NYC becomes heroin trade center with drug trafficking at two-decade high
According to a report by the New York Times, law enforcement has already confiscated 217 pounds of heroin throughout New York City in 2014, up sharply from 139 pounds over the same time frame last year.
Considering the fact that 786 pounds total were seized in 2013 – the largest number in about five years – police are already on track to blow past last year’s figures. Since October, 35 percent of all the heroin collected by the Drug Enforcement Administration across the US has been in New York state.
On Staten Island, where the city’s overdose rates are the highest, the amount of heroin removed off the street has jumped 61 percent compared to last year.
“It’s cheap, it’s potent and there’s a user demand here right now and they’re flooding the market,” the DEA’s James J. Hunt said to the Times. “In my time, we’ve never seen the amount of large heroin seizures like this.”

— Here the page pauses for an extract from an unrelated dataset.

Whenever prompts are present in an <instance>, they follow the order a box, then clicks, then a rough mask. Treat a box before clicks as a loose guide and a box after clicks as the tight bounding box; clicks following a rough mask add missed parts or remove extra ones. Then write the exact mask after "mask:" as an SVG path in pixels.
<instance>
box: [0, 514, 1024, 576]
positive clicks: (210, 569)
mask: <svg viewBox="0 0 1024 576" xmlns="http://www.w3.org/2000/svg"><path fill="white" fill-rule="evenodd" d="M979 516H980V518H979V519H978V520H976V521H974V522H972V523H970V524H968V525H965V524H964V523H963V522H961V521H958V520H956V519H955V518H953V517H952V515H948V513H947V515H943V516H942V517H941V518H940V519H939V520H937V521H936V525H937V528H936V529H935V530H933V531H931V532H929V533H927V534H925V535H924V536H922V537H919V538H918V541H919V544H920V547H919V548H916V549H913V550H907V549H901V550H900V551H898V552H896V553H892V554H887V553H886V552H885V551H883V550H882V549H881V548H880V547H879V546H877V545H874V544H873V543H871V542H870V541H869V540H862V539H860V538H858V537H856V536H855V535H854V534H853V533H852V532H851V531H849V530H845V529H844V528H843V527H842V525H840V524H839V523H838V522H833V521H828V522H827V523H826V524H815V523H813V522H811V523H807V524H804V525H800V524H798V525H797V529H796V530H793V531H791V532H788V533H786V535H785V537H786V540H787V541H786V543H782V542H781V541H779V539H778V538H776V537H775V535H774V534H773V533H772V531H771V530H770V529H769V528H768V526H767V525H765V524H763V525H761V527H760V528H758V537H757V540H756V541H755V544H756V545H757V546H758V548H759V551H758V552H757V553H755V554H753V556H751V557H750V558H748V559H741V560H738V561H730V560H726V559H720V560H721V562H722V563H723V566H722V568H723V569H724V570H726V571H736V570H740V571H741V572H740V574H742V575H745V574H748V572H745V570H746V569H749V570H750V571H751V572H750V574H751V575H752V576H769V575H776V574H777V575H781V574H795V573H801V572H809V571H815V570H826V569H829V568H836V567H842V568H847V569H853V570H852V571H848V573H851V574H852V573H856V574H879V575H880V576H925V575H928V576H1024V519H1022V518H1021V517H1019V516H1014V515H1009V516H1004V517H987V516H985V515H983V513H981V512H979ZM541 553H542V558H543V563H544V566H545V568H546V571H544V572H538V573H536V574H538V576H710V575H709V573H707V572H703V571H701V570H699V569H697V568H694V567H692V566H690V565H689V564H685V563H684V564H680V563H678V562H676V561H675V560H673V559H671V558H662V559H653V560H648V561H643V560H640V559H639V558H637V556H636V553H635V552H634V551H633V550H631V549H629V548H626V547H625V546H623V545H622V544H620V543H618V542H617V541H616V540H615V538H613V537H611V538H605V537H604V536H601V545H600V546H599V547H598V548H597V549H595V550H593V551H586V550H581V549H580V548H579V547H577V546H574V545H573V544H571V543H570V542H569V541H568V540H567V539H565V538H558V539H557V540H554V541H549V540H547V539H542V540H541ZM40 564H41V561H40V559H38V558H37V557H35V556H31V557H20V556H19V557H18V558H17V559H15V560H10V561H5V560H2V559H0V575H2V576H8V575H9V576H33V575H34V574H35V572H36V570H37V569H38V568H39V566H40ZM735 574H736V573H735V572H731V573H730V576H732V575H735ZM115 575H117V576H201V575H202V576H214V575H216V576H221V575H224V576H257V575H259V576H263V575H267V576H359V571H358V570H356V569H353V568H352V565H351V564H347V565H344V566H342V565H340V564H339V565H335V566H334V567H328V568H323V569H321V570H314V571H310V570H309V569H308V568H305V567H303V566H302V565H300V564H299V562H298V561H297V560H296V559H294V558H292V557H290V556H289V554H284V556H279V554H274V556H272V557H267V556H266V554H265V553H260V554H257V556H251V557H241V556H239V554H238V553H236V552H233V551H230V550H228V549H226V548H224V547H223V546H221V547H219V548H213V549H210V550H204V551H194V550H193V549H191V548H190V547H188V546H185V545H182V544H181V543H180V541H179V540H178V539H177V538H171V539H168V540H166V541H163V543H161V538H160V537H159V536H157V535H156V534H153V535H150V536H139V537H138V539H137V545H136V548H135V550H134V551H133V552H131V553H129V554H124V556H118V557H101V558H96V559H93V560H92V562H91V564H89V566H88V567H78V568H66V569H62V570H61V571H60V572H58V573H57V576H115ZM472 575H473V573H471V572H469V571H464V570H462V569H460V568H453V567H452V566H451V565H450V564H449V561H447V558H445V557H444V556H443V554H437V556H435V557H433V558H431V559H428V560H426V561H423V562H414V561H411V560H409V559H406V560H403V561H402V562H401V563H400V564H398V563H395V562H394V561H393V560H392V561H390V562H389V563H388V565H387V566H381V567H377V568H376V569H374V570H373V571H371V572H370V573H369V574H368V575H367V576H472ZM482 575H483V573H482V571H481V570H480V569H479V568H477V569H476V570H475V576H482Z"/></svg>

As detectives and special narcotics officers investigate the situation, they’ve also begun discovering sophisticated distribution networks that stretch all the way back to Mexico. With a population of more than 8 million people, New York City offers a large potential pool of buyers, but it also allows for convenient transportation to other markets in the Northeast.

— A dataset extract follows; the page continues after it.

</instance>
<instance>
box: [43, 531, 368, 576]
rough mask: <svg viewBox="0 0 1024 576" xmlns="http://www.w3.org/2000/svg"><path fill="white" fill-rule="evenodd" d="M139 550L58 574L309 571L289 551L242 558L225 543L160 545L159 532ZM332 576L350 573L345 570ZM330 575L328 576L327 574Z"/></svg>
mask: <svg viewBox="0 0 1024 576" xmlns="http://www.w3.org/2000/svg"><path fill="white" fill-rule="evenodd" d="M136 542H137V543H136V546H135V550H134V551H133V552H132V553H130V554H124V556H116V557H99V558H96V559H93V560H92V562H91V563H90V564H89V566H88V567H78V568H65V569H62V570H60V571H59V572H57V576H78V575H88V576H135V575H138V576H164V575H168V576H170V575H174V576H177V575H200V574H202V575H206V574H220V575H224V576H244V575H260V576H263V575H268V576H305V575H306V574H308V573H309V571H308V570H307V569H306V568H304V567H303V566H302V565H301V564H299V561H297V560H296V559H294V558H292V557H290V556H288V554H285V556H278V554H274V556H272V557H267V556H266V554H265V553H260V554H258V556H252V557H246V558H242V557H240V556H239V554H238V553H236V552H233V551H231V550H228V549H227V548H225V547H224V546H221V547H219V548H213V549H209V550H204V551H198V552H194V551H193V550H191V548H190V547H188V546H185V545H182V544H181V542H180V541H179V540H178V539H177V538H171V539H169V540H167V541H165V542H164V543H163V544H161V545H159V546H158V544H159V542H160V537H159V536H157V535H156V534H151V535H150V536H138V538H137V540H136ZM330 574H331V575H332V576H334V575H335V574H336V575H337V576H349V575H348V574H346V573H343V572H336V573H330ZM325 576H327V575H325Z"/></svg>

“We’re kind of the head of the Hydra,” special narcotics prosecutor Bridget G. Brennan told the Times. “This is highly organized, high volume, and it’s being moved much more efficiently and effectively to reach out to a broader user base.”

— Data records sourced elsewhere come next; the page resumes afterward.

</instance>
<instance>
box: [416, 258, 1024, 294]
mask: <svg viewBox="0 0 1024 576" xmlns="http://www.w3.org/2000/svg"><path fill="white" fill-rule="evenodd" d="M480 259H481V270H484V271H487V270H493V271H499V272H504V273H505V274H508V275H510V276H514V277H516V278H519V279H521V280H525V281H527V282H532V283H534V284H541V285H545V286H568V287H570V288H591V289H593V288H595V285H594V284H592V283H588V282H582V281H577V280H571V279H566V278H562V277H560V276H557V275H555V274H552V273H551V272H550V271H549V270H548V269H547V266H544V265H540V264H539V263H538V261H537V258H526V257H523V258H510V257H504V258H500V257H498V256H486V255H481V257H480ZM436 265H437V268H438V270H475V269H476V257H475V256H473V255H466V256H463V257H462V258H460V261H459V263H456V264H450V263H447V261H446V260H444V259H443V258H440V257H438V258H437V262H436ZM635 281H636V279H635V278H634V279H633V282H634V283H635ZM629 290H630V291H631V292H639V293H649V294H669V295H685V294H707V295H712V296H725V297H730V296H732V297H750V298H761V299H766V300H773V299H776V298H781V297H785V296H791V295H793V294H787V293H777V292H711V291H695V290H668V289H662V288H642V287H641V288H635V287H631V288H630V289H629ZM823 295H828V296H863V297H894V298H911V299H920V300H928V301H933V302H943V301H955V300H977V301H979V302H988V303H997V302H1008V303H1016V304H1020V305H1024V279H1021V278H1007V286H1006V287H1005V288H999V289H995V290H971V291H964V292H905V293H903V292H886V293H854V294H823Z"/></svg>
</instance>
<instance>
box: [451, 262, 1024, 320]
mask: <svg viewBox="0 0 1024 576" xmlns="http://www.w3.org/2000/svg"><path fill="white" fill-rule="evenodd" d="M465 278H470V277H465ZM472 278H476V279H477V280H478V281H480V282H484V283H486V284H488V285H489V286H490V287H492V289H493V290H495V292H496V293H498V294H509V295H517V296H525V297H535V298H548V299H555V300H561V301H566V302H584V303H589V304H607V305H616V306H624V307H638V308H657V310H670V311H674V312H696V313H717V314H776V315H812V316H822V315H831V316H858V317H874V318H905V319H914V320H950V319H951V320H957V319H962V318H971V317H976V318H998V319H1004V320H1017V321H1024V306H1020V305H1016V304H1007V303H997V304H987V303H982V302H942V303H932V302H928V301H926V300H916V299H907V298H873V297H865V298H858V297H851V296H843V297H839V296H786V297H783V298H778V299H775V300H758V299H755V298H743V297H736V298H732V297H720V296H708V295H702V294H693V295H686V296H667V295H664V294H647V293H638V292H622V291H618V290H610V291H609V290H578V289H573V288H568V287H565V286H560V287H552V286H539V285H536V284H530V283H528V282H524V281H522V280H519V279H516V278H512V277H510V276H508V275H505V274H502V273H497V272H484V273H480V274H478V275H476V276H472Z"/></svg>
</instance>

These revelations came just one day after federal agents and New York Police Department officers arrested what they believe to be two major suppliers who were distributing heroin out of New York and into nearby states such as Connecticut. Approximately 53 pounds of heroin worth $11 million were confiscated, as well as $85,000 in cash, assault rifles, and 20 pounds of cocaine – the biggest NYC drug bust this year.
“These seizures and arrests demonstrate that NYC is ground zero of heroin distribution networks supplying the Northeast, as well as being the prime market Mexican drug traffickers are using to earn profit from the sale of poison,” DEA Acting Special Agent in Charge James Hunt said to NBC New York.
Heroin use in the US has become an important story ever since the lethal overdose of Oscar-winning actor Philip Seymour Hoffman’s thrust the drug back into the spotlight. Soon after his death, reports of an extremely lethal batch of heroin laced with the painkiller fentanyl began surfacing, and the drug was blamed for dozens of deaths across multiple states on the East Coast.
As RT reported earlier this year, the spike in abuse has become a big enough problem that Attorney General Eric Holder called it an “urgent public health crisis,” pledging to direct the Justice Department to combat overdose and to establish public health initiatives in order to help those in need.